Darvaja: Visualizing Intersectionality and Methodology

Background

Darvaja is an agency dedicated to addressing intersectional challenges and creating equitable realities. Their work involves intellectual theories and bespoke methodologies designed to drive systemic change for their partners. I am collaborating with Darvaja to make their work streamlined and impactful.

Objective & Purpose

  • Define and visualize how Darvaja brings together complex and seemingly disconnected methodologies to their consulting and collective work. These visuals will be used with future clients and collaborators, forming a part of the practice framework, explaining their strategy.

  • Enhance communication and accessibility of their work for workshops, trainings, and broader audiences.

  • Develop data maps and process flow diagrams to deepen the understanding of intersectionality in practice.

Process

  • Understanding the Methodology: Worked closely with the Darvaja team to deeply understand their methodological underpinnings and bespoke services.

  • Visual Storytelling: Translated their intellectual work into simple, effective visuals, ensuring the essence of their message was preserved while enhancing clarity.

  • Iterative Design: Collaborated through iterative feedback sessions, incorporating insights and refining the visuals to meet their needs.

Working Visuals

Visualizing Darvaja’s Process:

Darvaja’s Process Expanded:

Darvaja’s Methodology:

Black Feminist Thought: Black feminist traditions have generated multiple ways of understanding overlapping systemic oppression, out of a need for self-determination, and to work on behalf of social justice.
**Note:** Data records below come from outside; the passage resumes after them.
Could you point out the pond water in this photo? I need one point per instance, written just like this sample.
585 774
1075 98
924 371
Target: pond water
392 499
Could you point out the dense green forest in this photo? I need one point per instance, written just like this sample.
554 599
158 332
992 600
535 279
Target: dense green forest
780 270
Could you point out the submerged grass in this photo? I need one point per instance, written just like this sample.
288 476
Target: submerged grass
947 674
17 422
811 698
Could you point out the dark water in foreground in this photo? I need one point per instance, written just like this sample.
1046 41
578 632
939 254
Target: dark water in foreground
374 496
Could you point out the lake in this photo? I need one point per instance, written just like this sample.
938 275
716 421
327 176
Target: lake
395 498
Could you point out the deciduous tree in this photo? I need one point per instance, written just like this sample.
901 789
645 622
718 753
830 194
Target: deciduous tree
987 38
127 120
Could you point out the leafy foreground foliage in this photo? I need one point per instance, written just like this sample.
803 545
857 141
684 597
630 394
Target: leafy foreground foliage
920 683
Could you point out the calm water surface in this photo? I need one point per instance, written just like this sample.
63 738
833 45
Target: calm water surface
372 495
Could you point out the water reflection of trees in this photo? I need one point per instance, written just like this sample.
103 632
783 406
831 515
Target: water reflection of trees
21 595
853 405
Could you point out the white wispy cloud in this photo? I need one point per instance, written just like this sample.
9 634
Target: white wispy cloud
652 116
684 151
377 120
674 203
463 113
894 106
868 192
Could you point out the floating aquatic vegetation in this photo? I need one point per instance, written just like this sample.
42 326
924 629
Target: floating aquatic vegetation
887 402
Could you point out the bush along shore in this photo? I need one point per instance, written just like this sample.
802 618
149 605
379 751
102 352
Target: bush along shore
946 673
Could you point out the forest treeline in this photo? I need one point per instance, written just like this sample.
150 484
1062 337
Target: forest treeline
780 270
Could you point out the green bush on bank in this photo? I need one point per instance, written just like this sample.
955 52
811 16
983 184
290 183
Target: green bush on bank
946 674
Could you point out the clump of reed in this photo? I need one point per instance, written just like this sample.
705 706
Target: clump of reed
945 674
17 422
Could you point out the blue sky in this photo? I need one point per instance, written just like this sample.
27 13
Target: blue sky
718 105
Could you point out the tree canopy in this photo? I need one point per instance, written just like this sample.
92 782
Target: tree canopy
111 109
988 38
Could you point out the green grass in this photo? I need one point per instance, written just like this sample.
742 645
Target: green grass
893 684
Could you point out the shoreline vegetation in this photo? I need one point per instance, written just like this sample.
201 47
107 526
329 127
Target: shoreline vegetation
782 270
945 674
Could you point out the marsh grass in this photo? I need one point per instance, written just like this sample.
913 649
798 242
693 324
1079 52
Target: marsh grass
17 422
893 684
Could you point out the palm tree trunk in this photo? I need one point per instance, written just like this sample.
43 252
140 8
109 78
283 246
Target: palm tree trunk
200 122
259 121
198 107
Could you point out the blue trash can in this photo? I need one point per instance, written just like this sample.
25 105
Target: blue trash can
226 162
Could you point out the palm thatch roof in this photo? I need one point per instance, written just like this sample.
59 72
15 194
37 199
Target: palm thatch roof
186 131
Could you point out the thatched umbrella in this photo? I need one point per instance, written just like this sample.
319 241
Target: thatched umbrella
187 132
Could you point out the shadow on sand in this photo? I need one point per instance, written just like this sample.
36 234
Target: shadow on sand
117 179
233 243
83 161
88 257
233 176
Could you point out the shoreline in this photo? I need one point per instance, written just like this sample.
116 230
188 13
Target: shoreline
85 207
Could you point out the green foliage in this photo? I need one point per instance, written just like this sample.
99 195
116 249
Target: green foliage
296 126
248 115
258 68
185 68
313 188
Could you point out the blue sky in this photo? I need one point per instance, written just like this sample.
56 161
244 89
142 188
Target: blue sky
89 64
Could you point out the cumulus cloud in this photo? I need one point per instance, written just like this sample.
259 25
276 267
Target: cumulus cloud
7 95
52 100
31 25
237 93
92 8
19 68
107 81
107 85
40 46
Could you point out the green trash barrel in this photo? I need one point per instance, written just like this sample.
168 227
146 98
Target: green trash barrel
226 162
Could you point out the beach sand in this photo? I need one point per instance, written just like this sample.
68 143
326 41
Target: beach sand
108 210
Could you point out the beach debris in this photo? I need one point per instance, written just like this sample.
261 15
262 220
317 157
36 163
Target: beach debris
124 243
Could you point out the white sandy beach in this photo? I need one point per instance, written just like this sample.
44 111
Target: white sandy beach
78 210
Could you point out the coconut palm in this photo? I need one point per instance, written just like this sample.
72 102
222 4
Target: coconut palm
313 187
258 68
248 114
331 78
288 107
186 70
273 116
Key frameworks and prisms uses in darvaja’s practice are Intersectionality (Crenshaw); and the Matrix of Domination (Hill Collins).
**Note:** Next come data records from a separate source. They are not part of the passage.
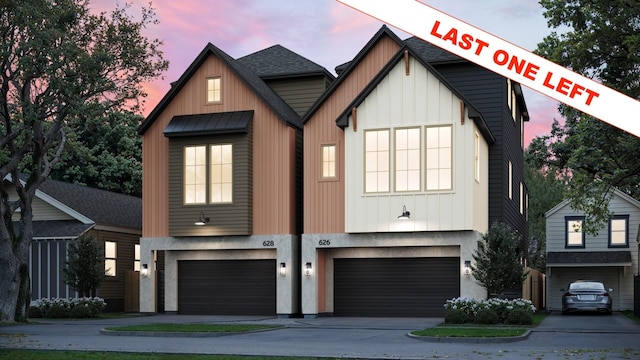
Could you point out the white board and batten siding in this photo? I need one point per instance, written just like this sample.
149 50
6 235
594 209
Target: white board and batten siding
620 278
415 100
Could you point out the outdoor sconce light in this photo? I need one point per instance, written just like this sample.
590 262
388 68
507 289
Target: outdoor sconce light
283 269
467 267
405 214
203 220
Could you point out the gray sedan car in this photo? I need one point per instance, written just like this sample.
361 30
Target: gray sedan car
586 295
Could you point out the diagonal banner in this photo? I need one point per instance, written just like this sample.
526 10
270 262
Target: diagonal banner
506 59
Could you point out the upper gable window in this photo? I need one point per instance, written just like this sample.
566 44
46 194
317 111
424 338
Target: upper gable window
407 155
439 158
213 90
376 161
619 231
574 236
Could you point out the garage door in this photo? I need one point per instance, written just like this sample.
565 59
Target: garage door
395 286
227 287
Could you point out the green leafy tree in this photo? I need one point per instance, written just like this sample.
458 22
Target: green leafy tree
103 153
84 268
498 260
601 40
546 190
58 63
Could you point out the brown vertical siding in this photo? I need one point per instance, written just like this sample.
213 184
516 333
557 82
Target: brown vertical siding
324 200
272 187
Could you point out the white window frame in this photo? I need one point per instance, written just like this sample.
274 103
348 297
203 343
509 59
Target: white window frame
377 167
329 161
439 158
110 258
213 90
408 172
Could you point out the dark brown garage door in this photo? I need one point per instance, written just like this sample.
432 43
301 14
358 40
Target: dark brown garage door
395 286
227 287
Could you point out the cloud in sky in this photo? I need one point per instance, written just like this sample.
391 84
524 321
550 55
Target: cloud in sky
324 31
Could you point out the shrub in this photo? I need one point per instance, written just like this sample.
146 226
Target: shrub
519 317
486 316
57 308
456 316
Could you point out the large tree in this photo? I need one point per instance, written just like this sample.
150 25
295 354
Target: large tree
599 39
58 62
104 153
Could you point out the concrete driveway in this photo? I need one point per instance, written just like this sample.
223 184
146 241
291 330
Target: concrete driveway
588 323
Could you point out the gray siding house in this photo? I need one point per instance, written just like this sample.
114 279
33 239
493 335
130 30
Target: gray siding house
610 257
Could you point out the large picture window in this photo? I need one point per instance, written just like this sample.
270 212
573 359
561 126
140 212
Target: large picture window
407 159
217 183
619 231
376 161
574 236
439 158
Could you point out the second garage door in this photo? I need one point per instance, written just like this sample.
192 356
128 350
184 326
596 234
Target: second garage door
227 287
395 286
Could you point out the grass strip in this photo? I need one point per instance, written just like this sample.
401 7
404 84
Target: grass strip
171 327
480 332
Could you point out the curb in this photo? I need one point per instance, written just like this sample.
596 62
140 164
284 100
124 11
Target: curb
471 340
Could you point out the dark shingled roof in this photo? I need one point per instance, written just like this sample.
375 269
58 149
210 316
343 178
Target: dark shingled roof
278 61
586 258
209 124
59 229
101 206
253 81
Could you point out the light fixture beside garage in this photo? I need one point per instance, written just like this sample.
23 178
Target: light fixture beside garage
202 220
405 214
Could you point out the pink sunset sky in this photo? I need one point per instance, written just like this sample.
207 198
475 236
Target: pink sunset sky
324 31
Critical Participatory Action Research (CPAR): A practice where researchers are communities and groups, collectively defining, exploring, and understanding the research topic or area of focus. From this approach, darvaja “focuses intentionally on questions of power and injustice, intersectionality and action” By placing those most embedded in the reality of migration and violence central to our learning journey, they are able to embed an intersectional approach to knowledge production alongside individuals, communities, and movements dedicated to social justice; rather than extractive evaluation practices and subsequent advocacy work that are not community owned or generated.
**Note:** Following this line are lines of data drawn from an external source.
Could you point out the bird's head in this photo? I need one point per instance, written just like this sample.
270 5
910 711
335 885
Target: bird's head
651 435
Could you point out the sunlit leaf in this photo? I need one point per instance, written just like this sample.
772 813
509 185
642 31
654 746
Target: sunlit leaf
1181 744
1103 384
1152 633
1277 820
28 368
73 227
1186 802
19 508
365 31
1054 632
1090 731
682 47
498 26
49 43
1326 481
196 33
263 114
Systems Design: This brings to darvaja’s practice foresight tools that support them to structure thinking; especially when so much of their work can be about looking at a difficult current reality. Systemic approaches enable the holistic contextualising of lived experiences and inequitable outcomes as consequent of multiple interlinked systems of oppression and injustice.

For this work, these three grounding approaches mean darvaja will approach this work as a collaborative learning journey by focusing on building anti-oppression competency, they seek to ensure a cohesive and supported Shared Ground Residential, where participants feel valued, nourished, and supported.